Page 1 of 2 12 LastLast
Results 1 to 10 of 12

Thread: A suggestion for the scan speed increase

  1. #1
    Member
    Join Date
    Oct 2006
    Posts
    66

    Default A suggestion for the scan speed increase

    Hello,

    This is my suggestion for increasing the scan speed mechanism.

    Well, there are many AV/AS out there which have millions of detection pattern. For example Avira detects more than a million malwares, kaspersky have about 14 lakh malware signature detection, etc etc etc. But they still have a cool scanning speed (Courtesy: AV-Comparatives)


    As I have suggested this before too, I would be great if spybot scans for the malwares track-wise (HDD tracks), a same file (example shell32.dll) gets scanned over and over for different malware signatures.

    The scan is performed with signatures as the reference point. How about scanning a file and comparing it with the list of signatures?

    FYI, it's the scanning method that most of the AV/AS uses out there.

  2. #2
    Member
    Join Date
    Oct 2006
    Posts
    66

    Default

    Here is document that will help you understand what I mean.

    Please excuse me for the hand-made document.

    A picture says a thousand words.


    Last edited by xpsunny; 2008-12-07 at 10:10.

  3. #3
    Member
    Join Date
    Oct 2006
    Posts
    66

    Default

    This one gives a better overview of the technology.


    http://img242.imageshack.us/img242/2659/scan0001ic0.png
    Last edited by xpsunny; 2008-12-07 at 10:39.

  4. #4
    Member
    Join Date
    Oct 2006
    Posts
    66

    Default

    Please neglect post #2.

  5. #5
    Member
    Join Date
    Oct 2006
    Posts
    66

    Default

    Please delete posts #2, #4, #5.

  6. #6
    Member of Team Spybot PepiMK's Avatar
    Join Date
    Oct 2005
    Location
    Planet Earth
    Posts
    3,601

    Default

    Well, it's not that simple I'm afraid

    You forgot the arrows going back from file 1 and three (row 2) into signature 2 (row 1) for example, see last part of Wiki: Algo-Prefix for example. Some patterns are partially defined by re-using previous scan results. Add to that more complexity by thinking about cross-dependencies with the registry scan.

    Plus a few more things Tomorrows 2.0 blog post will deal with the problem of various scanner concepts.
    Just remember, love is life, and hate is living death.
    Treat your life for what it's worth, and live for every breath
    (Black Sabbath: A National Acrobat)

  7. #7
    Member
    Join Date
    Oct 2006
    Posts
    66

    Default

    Quote Originally Posted by PepiMK View Post
    Well, it's not that simple I'm afraid

    You forgot the arrows going back from file 1 and three (row 2) into signature 2 (row 1) for example, see last part of Wiki: Algo-Prefix for example. Some patterns are partially defined by re-using previous scan results. Add to that more complexity by thinking about cross-dependencies with the registry scan.

    Plus a few more things Tomorrows 2.0 blog post will deal with the problem of various scanner concepts.
    Are you referring to screenshot 2? Please neglect the first screenshot.

    You said, "You forgot the arrows going back from file 1 and three (row 2) into signature 2 (row 1)", well that's what I actually wanted to convey it to you dear!
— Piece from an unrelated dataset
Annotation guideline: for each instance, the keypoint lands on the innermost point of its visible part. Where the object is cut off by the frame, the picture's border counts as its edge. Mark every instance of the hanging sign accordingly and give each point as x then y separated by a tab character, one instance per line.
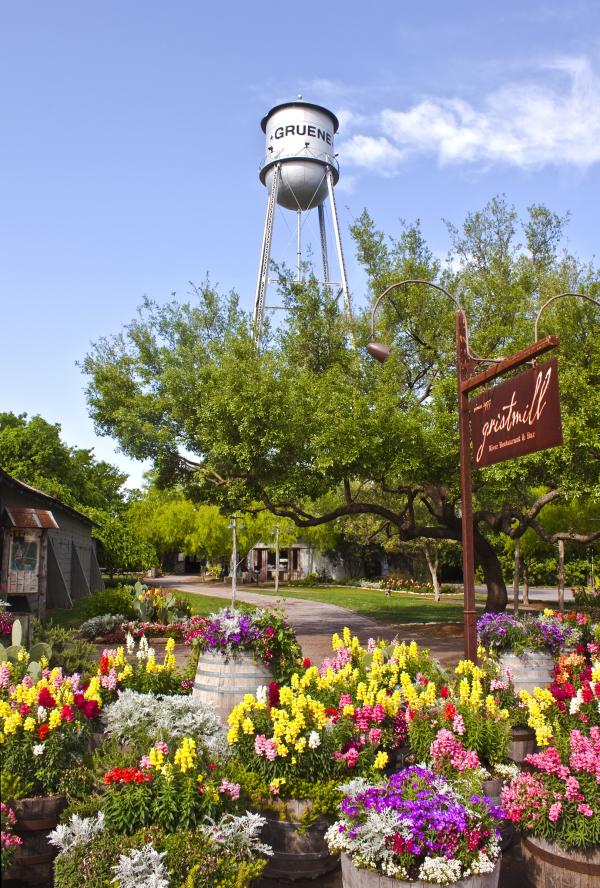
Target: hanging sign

The current mechanism scans only the most probable zone of infection.

    Let me explain it to you, for example: Signature 1 contains the detection code of few infected (by trojan.fujack) system32 files, lets assume it's shell.dll, shell32.dll,etc. Now assume that the names of the files to be 1,3,etc. Hence the signature 1 will only scan the files are specifically targeted by a specific malware.

    Now Signature 2 scans for infected shell32.dll file only.

    Conclusion: shell32.dll file gets scanned twice for two different signatures.

    If you see the row 3 and row 2, the file scanning works on a simple conditional sequence "If.....else".
    Last edited by xpsunny; 2008-12-07 at 16:29.

  8. #8
    Member
    Join Date
    Oct 2006
    Posts
    66

    Default

    Well I wrote a simple "if..else" ladder for detection of malware based on C language via MD5 detection

    For information puorpose only, since I am a 1st Sem student, I am a newbie in the field of programming, so sorry in advance for errors in programming (if they exist)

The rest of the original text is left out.